Quassnoi subjects using SPATIAL indexes, I have no experience with ”abusing” spatial indexes in this way, but I think it is worth trying. However be very careful if you will have to every support multiply database vendors, as spatial index are rather new. Also you may still need the date columns for reporting tools etc.

(Sooner or later will need to be able to find all rows that overlaps a date range, then it become even harder to get indexes that returns good results.)



回答4:

every version of sql server 2000, 2005, 2008 has a program called DataBase tuning advisor when you run some query it tells you what indexes you need to add to get the query faster Best Regards, Iordan



回答5:

You need 3 indexes A.startDate, B.dates and A.endDate, may be index (A.endDate+A.startDate) is also good.
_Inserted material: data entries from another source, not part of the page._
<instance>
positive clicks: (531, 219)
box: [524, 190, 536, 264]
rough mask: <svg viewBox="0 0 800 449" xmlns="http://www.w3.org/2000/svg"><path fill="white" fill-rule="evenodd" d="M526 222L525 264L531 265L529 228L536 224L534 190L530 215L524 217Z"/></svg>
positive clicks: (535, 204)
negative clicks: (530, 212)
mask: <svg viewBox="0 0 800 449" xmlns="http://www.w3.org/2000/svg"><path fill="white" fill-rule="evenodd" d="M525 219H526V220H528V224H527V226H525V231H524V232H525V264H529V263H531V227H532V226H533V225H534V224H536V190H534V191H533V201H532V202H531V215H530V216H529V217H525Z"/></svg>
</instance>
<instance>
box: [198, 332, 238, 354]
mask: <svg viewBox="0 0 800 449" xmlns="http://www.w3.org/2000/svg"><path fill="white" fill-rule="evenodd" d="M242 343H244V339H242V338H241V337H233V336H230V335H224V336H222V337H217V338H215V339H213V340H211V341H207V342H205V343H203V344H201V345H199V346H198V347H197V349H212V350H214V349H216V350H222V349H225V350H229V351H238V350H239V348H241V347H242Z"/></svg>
I have no details on another columns and purposes for these tables, but review possibility to use clustered index.

In anyway use "Execution plan" option to make decision between all these variants, because my suggestion is too general



回答6:

The following script will list possible missing indices (you may filter the statement by t.name).

SELECT     t.name AS 'affected_table',
           'Create NonClustered Index IX_' + t.name + '_missing_' + CAST(ddmid.index_handle AS VARCHAR(10)) + ' On ' + ddmid.STATEMENT + ' (' + ISNULL(ddmid.equality_columns, '') +
           CASE
                      WHEN ddmid.equality_columns IS NOT NULL
                             AND ddmid.inequality_columns IS NOT NULL
                      THEN ','
                      ELSE ''
           END + ISNULL(ddmid.inequality_columns, '') + ')' + ISNULL(' Include (' + ddmid.included_columns + ');', ';') AS sql_statement,
           ddmigs.user_seeks,
           ddmigs.user_scans,
           CAST((ddmigs.user_seeks + ddmigs.user_scans) * ddmigs.avg_user_impact AS INT) AS 'est_impact',
           ddmigs.last_user_seek
FROM       sys.dm_db_missing_index_groups      AS ddmig
INNER JOIN sys.dm_db_missing_index_group_stats AS ddmigs
ON         ddmigs.group_handle = ddmig.index_group_handle
INNER JOIN sys.dm_db_missing_index_details AS ddmid
ON         ddmig.index_handle = ddmid.index_handle
INNER JOIN sys.tables AS t
ON         ddmid.OBJECT_ID = t.OBJECT_ID
WHERE      ddmid.database_id = DB_ID()
       AND CAST((ddmigs.user_seeks + ddmigs.user_scans) * ddmigs.avg_user_impact AS INT) > 100
ORDER BY   CAST((ddmigs.user_seeks + ddmigs.user_scans) * ddmigs.avg_user_impact AS INT) DESC;


回答7:

A little more information is needed. How many other columns are in the tables? Are these existing tables with lots of queries already going against them, or all new tables? What kind of performance issue are you seeing that lead you to ask the question?

I'm assuming that all three columns are NOT NULL (not just for the query syntax, but for the index usefulness).

I would start with a compound index on A.startDate + A.endDate, and another index on B.dates (but this is likely not needed). Unless these dates are the primary purpose of the tables, I would avoid creating clustered indices on these columns. This is doubly true if these tables are existing tables with other queries running against them. Previous queries may be written expecting the existing clustered indices.



回答8:

I'd go with this

CREATE CLUSTERED INDEX IX_DateRange ON dbo.A
    (
    StartDate,
    EndDate DESC
    ) 
GO


回答9:

I would just add a clustered index on B.dates. If you add indexes on startDate and endDate it won't buy anything because you'll get index scans on A anyway. The clustered index on B gets you an index seek in B at least. A Table Scan and Index Scan are the same thing so there's no point in adding indexes to get the word Table Scan out of your execution plan :)

I'd mock it up a few ways or see if you can redo your query to not require a table scan on A which I'm guessing isn't really possible.



回答10:

If you need to optimize try to run this query in the Query Analyzer.